第十話 供物

第10話 供物 その一



「ただいま」


 ヨナタンが虚空の彼方に消えたあと、ウリエルもすぐに追っていった。結界は二人のうち、どちらかのものだったらしい。ヨナタンは自分がアフーム=ザーだという自覚はなかっただろうから、おそらくは、ウリエルだろう。二人がいなくなると、停電は解消され、結界が解かれたことがわかった。


 残された龍郎はしかたなく、軽自動車を運転し、一人、自宅へ帰った。ガラリと玄関の引き戸をあけると、いつものように玄関口にガマ仙人が正座している。


「ああ、龍郎さん。遅かったですね。おかえりなさーい」


 すぐに清美もやってきた。

 そのエプロン姿を見て、龍郎は涙が浮かんできた。メンタルは強いほうだが、それにしても、あまりにも立て続けに大切なものを失いすぎた。どうして、こうも不幸というのは重なるのだろうか。


「清美さん。ヨナタンが……」


 清美はわかっていたのではないかと思う。何も言わずに近づいてきて、龍郎の頭を子どもみたいにグリグリとなでる。


「プリン、できてますよ。卵はまだあったので」

「でも、ヨナタンが……」

「いいから、食べてください。エネルギーを補給しておかないといけませんからね」

「はい」


 素直に従うことにした。

 清美とガマ仙人に手をひかれて座敷へ入る。穂村がアクビをしながら起きてきた。


「すいません。穂村先生。ヨナタンとウーリーがいなくなりました」


 龍郎はショッピングモールで起こったことを説明した。ウーリーが天使で、ヨナタンがアフーム=ザーだったこと。火の精たちは彼らの王を探すために巫女たちを襲っていたことなど。


 穂村は口をはさむこともなく、だまって聞いている。案外、穂村にも予測できていたことなのかもしれない。落ちついた態度を見て、そうではないかと思った。


 清美がプリンを持ってきて、みんなの前にくばるのだが、それにしても、二人も人数が減った。食卓はひどく、さみしい。
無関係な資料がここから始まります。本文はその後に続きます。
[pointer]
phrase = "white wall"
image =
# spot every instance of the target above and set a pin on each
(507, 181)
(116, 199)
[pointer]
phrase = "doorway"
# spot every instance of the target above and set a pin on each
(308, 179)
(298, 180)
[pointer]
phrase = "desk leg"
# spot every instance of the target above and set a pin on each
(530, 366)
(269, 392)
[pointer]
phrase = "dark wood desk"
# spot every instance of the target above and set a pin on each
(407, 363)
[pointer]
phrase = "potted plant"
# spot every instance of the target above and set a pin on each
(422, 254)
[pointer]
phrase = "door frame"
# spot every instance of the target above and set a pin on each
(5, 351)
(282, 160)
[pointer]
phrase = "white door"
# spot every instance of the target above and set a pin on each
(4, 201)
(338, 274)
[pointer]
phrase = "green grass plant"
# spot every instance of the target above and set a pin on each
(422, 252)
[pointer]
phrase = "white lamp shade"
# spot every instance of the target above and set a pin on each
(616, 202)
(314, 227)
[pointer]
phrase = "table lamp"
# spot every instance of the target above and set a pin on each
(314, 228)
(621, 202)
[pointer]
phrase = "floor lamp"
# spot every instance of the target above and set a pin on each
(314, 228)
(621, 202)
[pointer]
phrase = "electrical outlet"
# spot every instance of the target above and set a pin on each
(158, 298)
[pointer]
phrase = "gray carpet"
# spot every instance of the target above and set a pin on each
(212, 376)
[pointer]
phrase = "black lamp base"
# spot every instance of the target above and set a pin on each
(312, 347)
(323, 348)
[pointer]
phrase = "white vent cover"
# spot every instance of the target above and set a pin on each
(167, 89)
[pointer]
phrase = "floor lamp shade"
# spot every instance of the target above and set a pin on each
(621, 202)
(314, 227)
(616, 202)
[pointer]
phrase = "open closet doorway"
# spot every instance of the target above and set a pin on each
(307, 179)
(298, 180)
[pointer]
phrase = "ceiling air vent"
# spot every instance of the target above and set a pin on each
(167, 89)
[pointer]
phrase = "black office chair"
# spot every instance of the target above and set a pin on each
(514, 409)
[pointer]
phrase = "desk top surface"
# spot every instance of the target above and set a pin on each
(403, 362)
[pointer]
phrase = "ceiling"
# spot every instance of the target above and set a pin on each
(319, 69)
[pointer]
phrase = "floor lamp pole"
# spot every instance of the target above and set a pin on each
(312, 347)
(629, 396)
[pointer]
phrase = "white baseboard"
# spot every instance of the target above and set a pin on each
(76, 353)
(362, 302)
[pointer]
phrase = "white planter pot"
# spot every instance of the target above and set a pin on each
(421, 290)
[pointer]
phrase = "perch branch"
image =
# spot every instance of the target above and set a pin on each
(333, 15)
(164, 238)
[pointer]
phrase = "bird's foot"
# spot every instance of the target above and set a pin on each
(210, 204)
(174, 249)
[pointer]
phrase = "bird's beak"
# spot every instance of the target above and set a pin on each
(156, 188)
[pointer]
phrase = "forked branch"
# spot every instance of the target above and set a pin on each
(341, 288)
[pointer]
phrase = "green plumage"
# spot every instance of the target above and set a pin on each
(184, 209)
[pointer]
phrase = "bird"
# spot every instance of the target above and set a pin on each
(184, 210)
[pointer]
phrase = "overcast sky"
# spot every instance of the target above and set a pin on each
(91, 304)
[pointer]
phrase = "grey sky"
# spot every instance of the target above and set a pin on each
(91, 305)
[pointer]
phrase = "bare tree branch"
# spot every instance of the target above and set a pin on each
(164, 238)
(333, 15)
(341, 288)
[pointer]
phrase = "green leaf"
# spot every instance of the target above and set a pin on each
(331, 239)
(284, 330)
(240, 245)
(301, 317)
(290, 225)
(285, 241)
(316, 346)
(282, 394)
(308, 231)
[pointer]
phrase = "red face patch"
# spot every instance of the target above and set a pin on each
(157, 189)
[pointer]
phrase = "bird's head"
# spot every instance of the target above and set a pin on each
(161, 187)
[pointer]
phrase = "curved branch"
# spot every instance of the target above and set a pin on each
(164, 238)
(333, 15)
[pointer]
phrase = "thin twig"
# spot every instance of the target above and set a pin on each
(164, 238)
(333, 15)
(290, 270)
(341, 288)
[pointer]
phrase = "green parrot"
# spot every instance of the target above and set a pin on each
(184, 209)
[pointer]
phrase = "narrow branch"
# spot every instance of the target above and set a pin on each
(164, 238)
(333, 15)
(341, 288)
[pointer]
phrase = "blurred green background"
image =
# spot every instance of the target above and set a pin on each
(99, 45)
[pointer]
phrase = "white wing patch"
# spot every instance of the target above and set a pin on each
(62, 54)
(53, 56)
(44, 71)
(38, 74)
「穂村先生。なんとかして、ヨナタンを救うことはできませんか? ヨナタンは憑依されてるだけです。うまく祓うことさえできれば、あるいは——」


 龍郎の主張に、穂村の顔は厳しい。それでいて、プリンをはむ手は止まらない。


「本柳くん。以前にも言ったじゃないか? そういうときに話をつけるなら、ルリムしかいないと」

「ああ……」


 つまり、ルリムからヨナタンの現在の居場所を聞きだすということか。


「教えてくれますかね?」

「案外、ルリム=シャイコースの巣にいるんじゃないか?」

「なぜです? たしかにフサッグァとは仲間のようでしたが」

「だから、君はもっと邪神のことを勉強したまえ。ルリム=シャイコースは、アフーム=ザーの配下だよ」

「そうなんですか?」

「うむ。そして、彼らすべての火の王はクトゥグアだ」

「彼らはクトゥグアを復活させようとしているんですね?」


 穂村はうなずく。一瞬、プリンのせいか口元がゆるんだ。


「そういうことなら、ルリムのもとへ帰るしかないですね」

「しかし、争う覚悟があればだね。彼らの王の復活の鍵をにぎるヨナタンを、素直に返してくれるわけがない」


 それはそうだ。

 アフーム=ザーの器なのだから。アフーム=ザーじたいも、まだ完全に本体が自由になったというわけではないのだろう。だから、依代が必要なのだ。


「わかりました。おれ、ルリムのところへ戻ります」


 ルリムがすんなりヨナタンを返してくれればいいが……いや、それは絶対にないだろう。戦わなければならない。勝てるかと言われれば、その自信もないが、何よりもルリムを殺すことができるかだ。なおさら自信がない。


(ルリムは人間の世界にたくさんの分身を持っている。最初に会ったときも分身だった)


 自由奔放な冴子。その次に会ったときには、幼なじみの瑠璃るりだった。どちらもとても魅力的な女性だった。

 そのせいか、ルリムのことは邪神というより、人のように思えてしまう。できれば、争いたくない。


 でも、きっと、そうはいかないのだろう。

 龍郎は覚悟を決めて、マルコシアスに頼んだ。


「マルコ。ルリム=シャイコースの世界へつれていってくれるか?」


 マルコシアスは人型でプリンをすくっている。ウットリした目つきで、話など聞いてなかったようだ。


「マルコシアス。おれをルリム=シャイコースの世界へつれていってくれるか?」


 三回くらい問いかけると、やっと気づいた。


「ああ? うん。いいぞ。でも、プリンを食べおわるまで待ってくれ」

「…………」


 まあ、いいだろう。こっちも何かと準備してからのほうがいい。


「向こうの世界に何か持っていったほうがいいですか? 武器弾薬があるわけじゃないですが」

「武器はあっちの天使のやつを奪いなさい」と、穂村が助言してくれる。

「そうですね。あれは使える」

「持っていくなら、食料や水かな。長期戦に備えたほうがいいぞ。あとはスマホだ。清美くんを通じて連絡するかもしれん」

「わかりました」


 けっきょく食料を買いこみに行かなければならない。ショックのあまり何も買わずに帰ってきたので、自宅から近いコンビニへ出かけた。そのあいだ、スマホは充電だ。


 家に戻ったあとは、風呂に入って仮眠をとった。決戦の前の武将はみんな、こんな感じだったのだろうかと考える。それとも直前まで作戦を立てていたのか?


 夕方。コンビニで買ってきた弁当を食べたあと、龍郎は旅立つことにした。

 ルリム=シャイコースの世界へ。

 おそらく、そこが龍郎の決戦の場となる。